A block of mass 'm' moving on a frictionless surface at speed 'v' collides elastically with a block of same mass, initially at rest. Now the first block moves at an angle 'θ' with its initial direction and has speed 'v₁'. The speed of the second block after collision is ______.

Options

• `sqrt("v"_1^2 - "v"^2)`

• `sqrt("v"^2 - "v"_1^2)`

• `sqrt("v"^2 + "v"_1^2)`

• `sqrt("v" - "v"_1)`

Answer 1

A block of mass 'm' moving on a frictionless surface at speed 'v' collides elastically with a block of same mass, initially at rest.

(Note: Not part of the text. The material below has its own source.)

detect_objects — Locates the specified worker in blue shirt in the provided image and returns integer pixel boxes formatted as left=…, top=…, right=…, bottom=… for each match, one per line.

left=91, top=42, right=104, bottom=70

Now the first block moves at an angle 'θ' with its initial direction and has speed 'v₁'. The speed of the second block after collision is `underline(sqrt("v"^2 - "v"_1^2))`.

Explanation:

The situation can be shown as

Applying law of conservation of kinetic energy,

KE (before collision)= KE (after collision)

`1/2 "mv"^2 + 1/2 "m"(0)^2 = 1/2"mv"_1^2 + 1/2 "mv"_2^2`

`=> "v"^2 = "v"_1^2 + "v"_2^2`

`=> "v"_2 = sqrt("v"^2 - "v"_1^2)`

Thus, the velocity of second block after collision is `sqrt("v"^2 - "v"_1^2)`.